Again, we assess the quality of the obtained network by counting the misclassified observations for a validation data set.
  x = normal(n,2)+#(-1,-1)' | normal(n,2)+#(+1,-2)'
  x = x | normal(n,2)+#(+4, 0)' | normal(n,2)+#(+1,+1)'
  pred  = nnrpredict(x, net)
  prob  = pred.result

  y  = (matrix(3*n)-1)|matrix(n) ; true 
  yp = prob > 0.5                ; predicted
  misc = paf(1:4*n,y!=yp)        ; misclassified
  good = paf(1:4*n,y==yp)        ; correctly classified
  nm = rows(misc)
  sm = string("fill",1:nm)+symbol[misc]
  xm = setmask(x[misc],color[misc],sm,"huge")
  xg = setmask(x[good],color[good],symbol[good])

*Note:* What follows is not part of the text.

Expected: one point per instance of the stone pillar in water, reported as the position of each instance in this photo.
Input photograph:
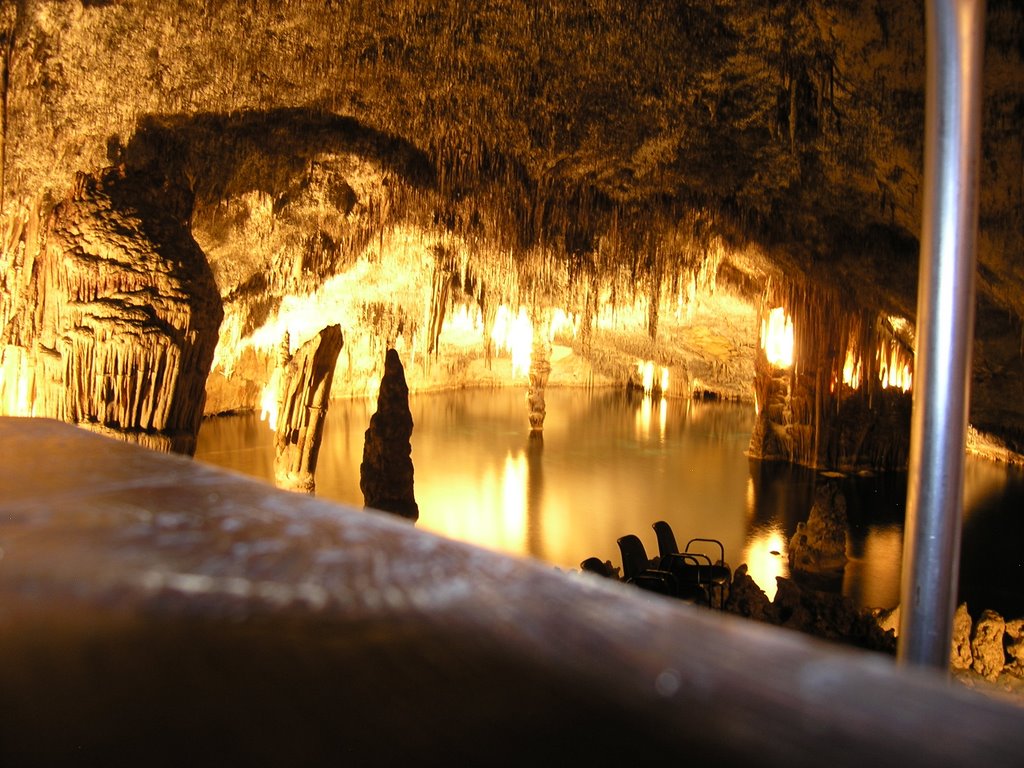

  pm = 100*nm/(4*n)                ; percentage of misclassified
  spm = string("%1.2f",pm)+"%"
  Network = createdisplay(1,1)
  show(Network,1,1,xg,xm)
  tl="Network: misclassified = "+spm
  setgopt(Network,1,1,"title",tl,"xlabel",xl,"ylabel",yl)

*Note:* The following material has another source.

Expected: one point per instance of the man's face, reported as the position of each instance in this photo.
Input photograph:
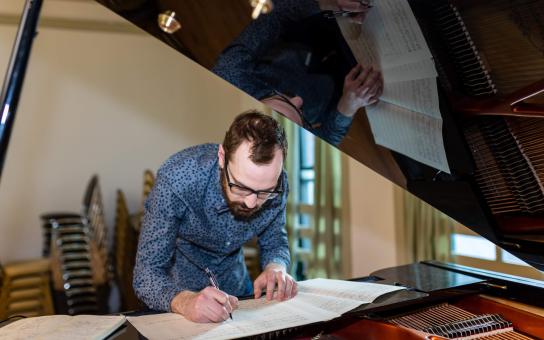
(244, 173)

Figure 8.7: Neural network classification.
\includegraphics[scale=0.45]{nnnet2}

Figure 8.7 shows the resulting plot of the two-dimensional data that we used for prediction, with misclassified data labeled by large filled symbols.

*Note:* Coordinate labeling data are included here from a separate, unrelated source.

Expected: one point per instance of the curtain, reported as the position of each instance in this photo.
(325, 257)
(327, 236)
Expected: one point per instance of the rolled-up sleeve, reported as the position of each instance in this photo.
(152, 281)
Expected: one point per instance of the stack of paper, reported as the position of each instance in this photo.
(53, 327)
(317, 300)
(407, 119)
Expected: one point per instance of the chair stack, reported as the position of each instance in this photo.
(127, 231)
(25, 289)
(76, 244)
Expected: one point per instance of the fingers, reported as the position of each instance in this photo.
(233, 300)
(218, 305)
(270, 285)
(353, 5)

The comparison with the classical linear discriminant analysis is implemented in the following lines:

  mu0 = mean(xt[1:3*n])
  mu1 = mean(xt[3*n+1:4*n])
  mu  = (mu0+mu1)/2
  lin = inv(cov(xt))*(mu0-mu1)'

  y  = (matrix(3*n)-1)|matrix(n) ; true 
  yp = (x-mu)*lin<=0             ; predicted
  misc = paf(1:4*n,y!=yp)        ; misclassified
  good = paf(1:4*n,y==yp)        ; correctly classified
  nm = rows(misc)
  sm = string("fill",1:nm)+symbol[misc]
  xm = setmask(x[misc],color[misc],sm,"huge")
  xg = setmask(x[good],color[good],symbol[good])
  x  = setmask(x, color, symbol)

  pm = 100*nm/(4*n)            ; percentage of misclassified
  spm = string("%1.2f",pm)+"%"
  Discrim = createdisplay(1,1)
  show(Discrim,1,1,xg,xm)
  tl="Linear misclassified = "+spm
  setgopt(Discrim,1,1,"title",tl,"xlabel",xl,"ylabel",yl)

Figure 8.8: Linear discriminant analysis.
\includegraphics[scale=0.45]{nndis2}

Figure 8.8 shows the resulting classification. The comparison of Figures 8.7 and 8.8 reveals now that the neural network separates the clusters more accurately. This is due to the fact that the neural network with three hidden units can better adapt to a nonlinear discrimination rule.